Send ALL the Files for mastering
If you have instrumental versions, radio edits and the like planned for release and/or future use, make those exports now. Send all those files to mastering in one batch. Once the analog chain is set up and the project loaded, it literally takes a few clicks to make all the additional versions sound the same or similar.
After three months, a plugin suite upgrade and a different mastering EQ in the chain, it's not nearly as simple. And consequently, it might cost you more.
Clicks and Pops
This one is so simple, almost a no-brainer, but so often overlooked!

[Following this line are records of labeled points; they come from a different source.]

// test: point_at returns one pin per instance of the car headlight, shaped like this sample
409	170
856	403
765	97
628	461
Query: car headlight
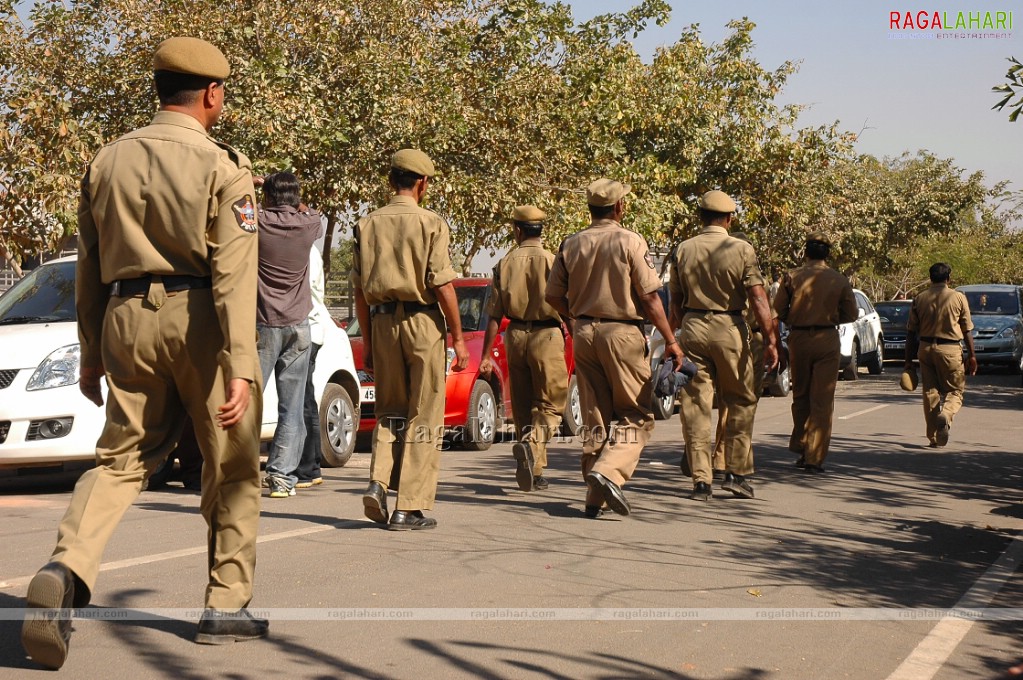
58	369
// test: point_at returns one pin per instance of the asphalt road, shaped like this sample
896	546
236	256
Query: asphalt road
852	574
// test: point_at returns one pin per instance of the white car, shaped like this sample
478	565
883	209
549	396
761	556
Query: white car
45	422
861	342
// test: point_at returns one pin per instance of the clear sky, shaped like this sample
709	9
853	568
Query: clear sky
910	94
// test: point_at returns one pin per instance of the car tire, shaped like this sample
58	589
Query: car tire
482	424
339	424
851	372
572	417
876	364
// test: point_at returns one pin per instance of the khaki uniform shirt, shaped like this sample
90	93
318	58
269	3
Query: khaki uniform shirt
401	254
169	199
712	271
521	282
940	312
603	270
815	295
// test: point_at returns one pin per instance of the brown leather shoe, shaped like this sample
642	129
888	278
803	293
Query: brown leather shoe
46	631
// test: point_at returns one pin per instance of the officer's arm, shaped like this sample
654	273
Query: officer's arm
757	298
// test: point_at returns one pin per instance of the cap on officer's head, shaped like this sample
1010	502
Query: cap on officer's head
717	201
191	56
605	192
528	215
819	237
413	161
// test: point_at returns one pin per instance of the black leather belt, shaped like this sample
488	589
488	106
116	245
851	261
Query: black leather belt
542	323
694	310
410	308
632	322
938	341
130	287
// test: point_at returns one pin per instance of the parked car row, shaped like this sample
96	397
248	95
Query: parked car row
45	422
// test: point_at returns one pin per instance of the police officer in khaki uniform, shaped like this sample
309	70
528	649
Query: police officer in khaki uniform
713	277
604	277
402	277
534	346
167	313
757	348
813	301
939	320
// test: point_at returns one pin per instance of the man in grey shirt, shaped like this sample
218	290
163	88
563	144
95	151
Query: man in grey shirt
286	231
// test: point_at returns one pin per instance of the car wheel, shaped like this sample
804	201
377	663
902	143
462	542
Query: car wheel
339	423
851	372
781	384
876	364
482	424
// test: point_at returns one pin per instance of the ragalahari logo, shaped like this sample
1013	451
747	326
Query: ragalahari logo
941	25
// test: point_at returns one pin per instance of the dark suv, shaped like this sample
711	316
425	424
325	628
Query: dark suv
997	320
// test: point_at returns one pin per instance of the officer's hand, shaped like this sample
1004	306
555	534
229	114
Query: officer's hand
460	355
675	352
89	382
237	402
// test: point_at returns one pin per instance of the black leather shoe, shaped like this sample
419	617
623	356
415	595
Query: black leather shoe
524	465
403	520
374	502
701	492
738	485
46	631
217	627
612	493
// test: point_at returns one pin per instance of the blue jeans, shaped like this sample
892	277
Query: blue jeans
284	352
309	466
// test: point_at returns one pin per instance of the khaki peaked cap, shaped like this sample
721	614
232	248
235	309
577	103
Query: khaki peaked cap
528	214
818	236
413	161
605	192
717	201
192	56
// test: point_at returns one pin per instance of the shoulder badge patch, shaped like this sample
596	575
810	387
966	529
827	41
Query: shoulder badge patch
245	213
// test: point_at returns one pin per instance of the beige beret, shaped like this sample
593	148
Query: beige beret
909	379
190	55
818	236
717	201
606	192
528	214
413	161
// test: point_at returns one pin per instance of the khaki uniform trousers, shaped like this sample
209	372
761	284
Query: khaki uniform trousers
539	382
941	374
718	345
160	365
408	367
757	348
814	362
615	391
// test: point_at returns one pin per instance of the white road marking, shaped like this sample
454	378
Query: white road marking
934	650
865	410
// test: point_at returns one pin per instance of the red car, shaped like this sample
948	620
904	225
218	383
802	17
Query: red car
476	407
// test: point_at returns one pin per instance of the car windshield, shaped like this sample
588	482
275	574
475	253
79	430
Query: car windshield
47	293
896	314
472	309
994	302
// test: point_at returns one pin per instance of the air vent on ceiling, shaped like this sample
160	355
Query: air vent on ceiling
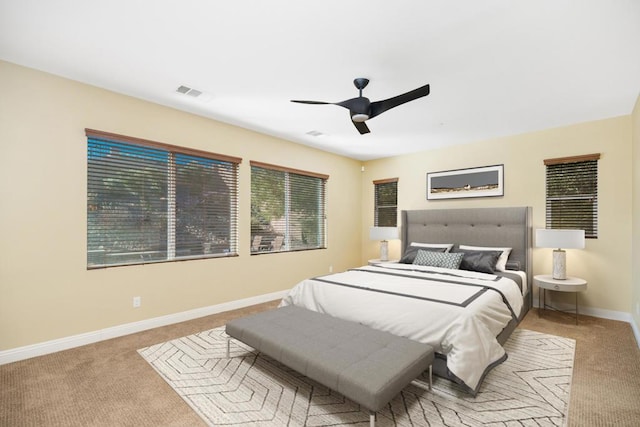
189	91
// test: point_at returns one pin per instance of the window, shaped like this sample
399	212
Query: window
287	209
152	202
572	193
386	203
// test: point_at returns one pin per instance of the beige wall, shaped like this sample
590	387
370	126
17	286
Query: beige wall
635	284
46	291
606	261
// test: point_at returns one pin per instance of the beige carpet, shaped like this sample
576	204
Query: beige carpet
109	384
249	389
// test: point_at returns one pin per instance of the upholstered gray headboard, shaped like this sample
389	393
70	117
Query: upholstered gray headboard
501	227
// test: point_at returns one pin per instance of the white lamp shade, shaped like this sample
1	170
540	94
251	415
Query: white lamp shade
383	233
565	239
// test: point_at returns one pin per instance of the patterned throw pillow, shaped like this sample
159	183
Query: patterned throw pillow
439	259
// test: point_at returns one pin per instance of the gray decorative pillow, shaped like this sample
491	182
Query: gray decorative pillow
438	259
410	253
481	261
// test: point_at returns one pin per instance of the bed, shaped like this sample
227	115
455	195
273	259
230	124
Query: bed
465	314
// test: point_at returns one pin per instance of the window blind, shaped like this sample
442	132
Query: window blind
386	203
150	202
572	194
287	209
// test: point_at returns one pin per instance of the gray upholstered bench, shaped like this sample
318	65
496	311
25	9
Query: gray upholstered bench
365	365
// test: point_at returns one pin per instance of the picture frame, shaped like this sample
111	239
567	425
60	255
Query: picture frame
485	181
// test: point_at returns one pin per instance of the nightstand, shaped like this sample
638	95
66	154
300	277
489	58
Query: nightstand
547	282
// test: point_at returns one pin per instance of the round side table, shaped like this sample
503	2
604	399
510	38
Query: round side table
547	282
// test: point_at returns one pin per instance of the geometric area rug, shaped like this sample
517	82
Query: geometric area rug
249	389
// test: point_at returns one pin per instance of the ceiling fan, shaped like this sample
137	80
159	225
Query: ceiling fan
361	109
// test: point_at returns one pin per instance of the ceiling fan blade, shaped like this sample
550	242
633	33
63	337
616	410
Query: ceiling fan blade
380	107
311	102
362	127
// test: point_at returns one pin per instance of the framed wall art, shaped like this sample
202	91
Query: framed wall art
486	181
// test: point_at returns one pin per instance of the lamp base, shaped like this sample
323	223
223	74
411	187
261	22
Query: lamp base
384	250
559	264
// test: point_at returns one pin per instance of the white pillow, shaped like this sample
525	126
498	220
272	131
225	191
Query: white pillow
501	265
447	246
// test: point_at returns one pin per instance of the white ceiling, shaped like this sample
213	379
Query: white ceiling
495	67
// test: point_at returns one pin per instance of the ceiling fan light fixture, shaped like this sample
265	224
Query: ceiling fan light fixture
359	118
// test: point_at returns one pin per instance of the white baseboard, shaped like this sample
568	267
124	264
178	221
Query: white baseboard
47	347
603	314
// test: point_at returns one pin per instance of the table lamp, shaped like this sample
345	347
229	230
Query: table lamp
383	234
559	239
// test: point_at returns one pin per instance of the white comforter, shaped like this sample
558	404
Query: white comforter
460	320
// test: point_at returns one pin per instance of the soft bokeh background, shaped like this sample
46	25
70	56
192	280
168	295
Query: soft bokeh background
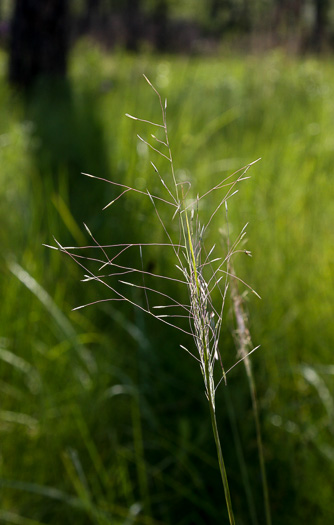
103	418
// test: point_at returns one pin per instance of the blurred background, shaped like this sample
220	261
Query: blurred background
103	417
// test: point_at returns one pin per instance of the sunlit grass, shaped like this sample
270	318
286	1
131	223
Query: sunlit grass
65	422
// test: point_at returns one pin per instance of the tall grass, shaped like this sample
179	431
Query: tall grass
72	425
201	272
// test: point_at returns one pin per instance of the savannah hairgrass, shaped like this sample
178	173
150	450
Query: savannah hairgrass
201	274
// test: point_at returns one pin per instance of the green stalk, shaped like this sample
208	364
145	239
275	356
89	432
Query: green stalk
221	464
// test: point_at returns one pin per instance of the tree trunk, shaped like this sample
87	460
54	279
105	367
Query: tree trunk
38	41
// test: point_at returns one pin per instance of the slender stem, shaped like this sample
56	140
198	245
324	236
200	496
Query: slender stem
221	464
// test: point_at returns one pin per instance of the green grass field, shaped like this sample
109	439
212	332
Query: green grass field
103	417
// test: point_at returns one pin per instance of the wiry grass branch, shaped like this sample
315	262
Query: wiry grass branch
201	272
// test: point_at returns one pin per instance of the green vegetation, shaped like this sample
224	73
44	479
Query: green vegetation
103	417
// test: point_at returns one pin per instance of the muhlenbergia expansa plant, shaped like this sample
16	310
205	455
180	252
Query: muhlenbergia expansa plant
196	268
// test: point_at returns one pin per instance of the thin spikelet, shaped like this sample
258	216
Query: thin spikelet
200	273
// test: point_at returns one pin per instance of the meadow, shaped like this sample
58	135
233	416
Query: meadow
103	417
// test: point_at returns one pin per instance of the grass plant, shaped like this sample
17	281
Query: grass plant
91	438
201	273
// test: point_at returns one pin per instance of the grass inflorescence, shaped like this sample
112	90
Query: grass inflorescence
202	273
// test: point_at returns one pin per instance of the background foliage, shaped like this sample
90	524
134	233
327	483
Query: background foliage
103	418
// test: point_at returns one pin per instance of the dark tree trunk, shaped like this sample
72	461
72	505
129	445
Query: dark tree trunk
38	41
132	24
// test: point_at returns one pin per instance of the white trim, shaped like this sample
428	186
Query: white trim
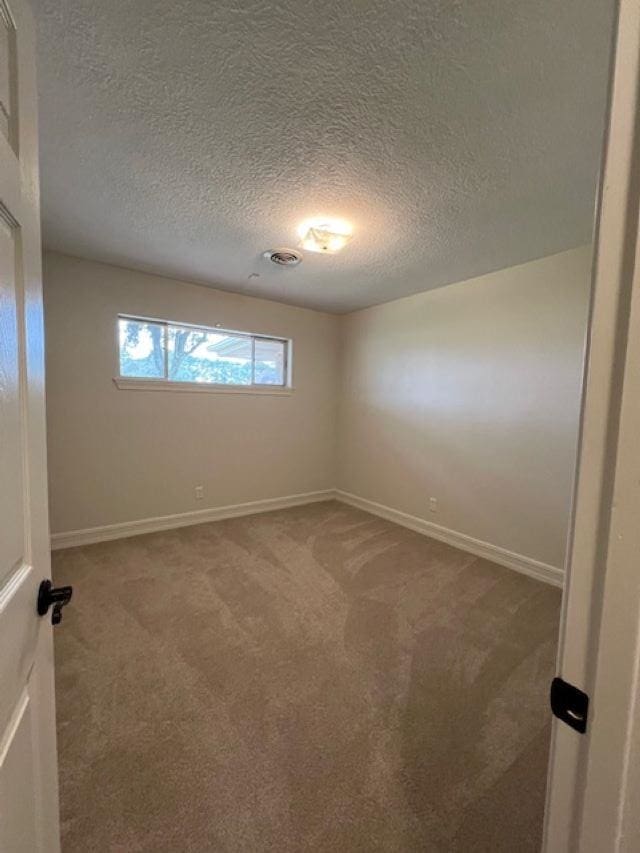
524	565
127	384
91	535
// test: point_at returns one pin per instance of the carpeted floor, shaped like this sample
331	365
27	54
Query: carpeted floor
313	679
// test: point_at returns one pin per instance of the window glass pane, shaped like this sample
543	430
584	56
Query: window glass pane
269	369
196	355
141	348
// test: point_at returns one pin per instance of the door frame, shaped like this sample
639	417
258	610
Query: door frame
593	793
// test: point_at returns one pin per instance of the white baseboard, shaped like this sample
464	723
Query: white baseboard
525	565
91	535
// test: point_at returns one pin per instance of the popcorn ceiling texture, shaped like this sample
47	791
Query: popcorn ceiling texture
187	138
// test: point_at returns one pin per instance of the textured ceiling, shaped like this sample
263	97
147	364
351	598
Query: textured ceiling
187	138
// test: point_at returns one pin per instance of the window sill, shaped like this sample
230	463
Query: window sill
127	384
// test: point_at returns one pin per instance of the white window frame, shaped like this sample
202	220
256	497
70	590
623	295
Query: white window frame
148	383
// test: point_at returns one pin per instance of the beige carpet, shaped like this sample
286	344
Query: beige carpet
314	679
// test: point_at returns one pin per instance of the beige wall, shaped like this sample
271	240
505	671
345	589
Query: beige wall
118	455
470	394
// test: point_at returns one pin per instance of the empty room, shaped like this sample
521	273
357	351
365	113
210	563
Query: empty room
317	292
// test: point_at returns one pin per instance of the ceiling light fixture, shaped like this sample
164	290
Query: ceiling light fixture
325	235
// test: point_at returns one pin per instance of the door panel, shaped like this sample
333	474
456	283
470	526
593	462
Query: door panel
28	767
11	495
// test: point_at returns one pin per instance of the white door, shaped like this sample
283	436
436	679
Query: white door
28	772
593	798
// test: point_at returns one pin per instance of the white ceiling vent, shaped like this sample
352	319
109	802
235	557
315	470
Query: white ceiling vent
284	257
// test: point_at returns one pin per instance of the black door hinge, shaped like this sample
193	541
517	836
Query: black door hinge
569	704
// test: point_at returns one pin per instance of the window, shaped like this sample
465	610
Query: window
156	350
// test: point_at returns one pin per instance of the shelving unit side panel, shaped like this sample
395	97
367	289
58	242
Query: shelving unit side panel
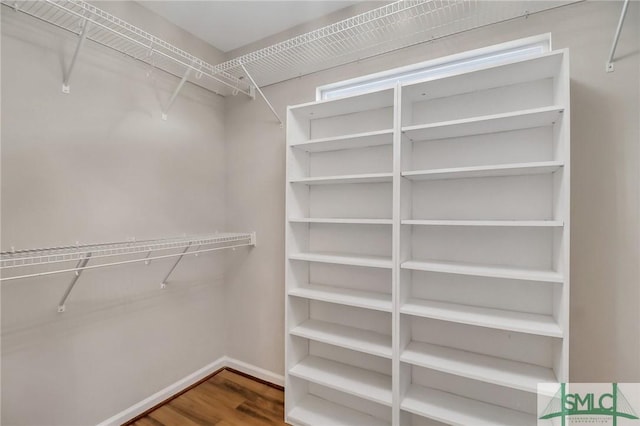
396	254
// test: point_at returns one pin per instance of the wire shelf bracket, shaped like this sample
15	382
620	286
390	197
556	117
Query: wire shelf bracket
83	36
79	268
92	23
263	96
610	64
21	260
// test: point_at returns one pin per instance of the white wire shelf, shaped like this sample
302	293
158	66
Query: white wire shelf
111	31
393	26
154	249
25	262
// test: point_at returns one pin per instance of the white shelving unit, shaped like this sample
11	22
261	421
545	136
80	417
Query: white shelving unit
428	249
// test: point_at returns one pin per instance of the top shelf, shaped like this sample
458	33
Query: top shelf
540	67
352	141
505	122
43	256
368	101
121	36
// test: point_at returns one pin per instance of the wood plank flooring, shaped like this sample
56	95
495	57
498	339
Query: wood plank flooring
226	399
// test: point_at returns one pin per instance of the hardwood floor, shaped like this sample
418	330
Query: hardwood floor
226	399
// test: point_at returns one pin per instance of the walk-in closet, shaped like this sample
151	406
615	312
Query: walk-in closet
320	213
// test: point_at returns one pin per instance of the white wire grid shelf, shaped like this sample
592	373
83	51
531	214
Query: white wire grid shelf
154	249
111	31
393	26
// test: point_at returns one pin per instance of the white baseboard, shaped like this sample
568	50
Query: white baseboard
252	370
166	393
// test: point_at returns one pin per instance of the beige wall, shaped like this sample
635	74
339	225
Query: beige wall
100	165
605	277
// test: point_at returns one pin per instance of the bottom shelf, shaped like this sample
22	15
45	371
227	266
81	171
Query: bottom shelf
451	409
312	411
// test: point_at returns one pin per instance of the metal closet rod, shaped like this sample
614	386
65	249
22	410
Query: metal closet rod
86	252
124	262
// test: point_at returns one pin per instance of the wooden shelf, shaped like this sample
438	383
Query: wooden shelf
333	180
343	296
312	411
352	338
453	409
491	271
344	259
355	381
517	71
487	223
375	99
349	221
353	141
521	322
494	123
519	169
499	371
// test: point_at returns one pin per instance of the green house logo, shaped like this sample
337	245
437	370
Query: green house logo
565	404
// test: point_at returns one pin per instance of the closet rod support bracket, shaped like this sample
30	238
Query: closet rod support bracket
82	263
610	64
257	88
175	94
83	36
163	283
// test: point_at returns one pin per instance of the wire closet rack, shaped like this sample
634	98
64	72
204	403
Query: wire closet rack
393	26
90	22
20	264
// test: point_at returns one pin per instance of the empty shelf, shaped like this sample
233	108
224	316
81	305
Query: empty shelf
353	221
517	70
358	140
331	180
499	371
374	99
453	409
356	381
344	259
312	411
489	223
521	322
494	123
344	336
343	296
492	271
519	169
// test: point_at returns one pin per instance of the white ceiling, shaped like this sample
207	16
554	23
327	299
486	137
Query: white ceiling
228	25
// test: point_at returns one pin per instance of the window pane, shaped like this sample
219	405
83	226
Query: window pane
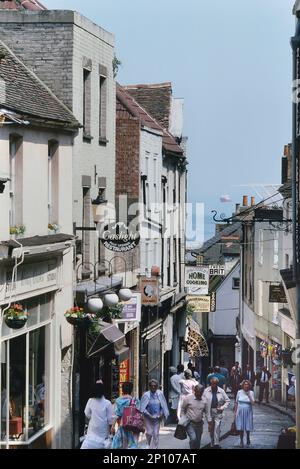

It's easy to remove clicks, pops, mouth noises, rumble, and other nuisances in a single track. In fact it is magnitudes easier than it is on the stereo mix. So do your song and your mastering engineer a favor and do the cleaning chores before doing the final mixdown. The world will be a better place for it, guaranteed.
To trim, on not to trim?
The answer is not so trivial as one might think. It's good practice to leave a couple of seconds on both head and tail of the track, but what about fade-ins and -outs? Here is a general guideline:
If the song starts with a track that has some inherent noise (high-gain guitar amps and tape machines are inherently noisy for instance), leave that noise present in the leading second. This will enable noise-profiling and consequent high-quality, transparent noise reduction in the mastering process.
Apart from that, this will also enable fine-tuning the fades to match the general rhythm of the album. It's far easier to cut another eight of a second for a faster transition between songs than to try and conjure a longer fade-out from thin air.
This is, in a way, another angle of the previous two paragraphs. If you have access to high-quality de-noise tools or if some cases could even be taken care of by fine-tuning or automating the gate/expander, do it in the mixing phase on individual tracks.
The clarity in the minute pauses of instruments and lower noise floor will enable reverbs and instrument micro-details to be perceived easily and make the mix sound deeper and more three-dimensional.
Mastering a Conclusion
We hope that the above information will help you to make the most of your mixing time ! You will make healthy files for the mastering process. When mastering, you or the mastering engineer will be able to focus on the job instead of on troubleshooting and mix revisions. This will make the process shorter and leave more room for creativity and fun!
I wish you a lot of luck and great success with mixing and mastering your next big hit!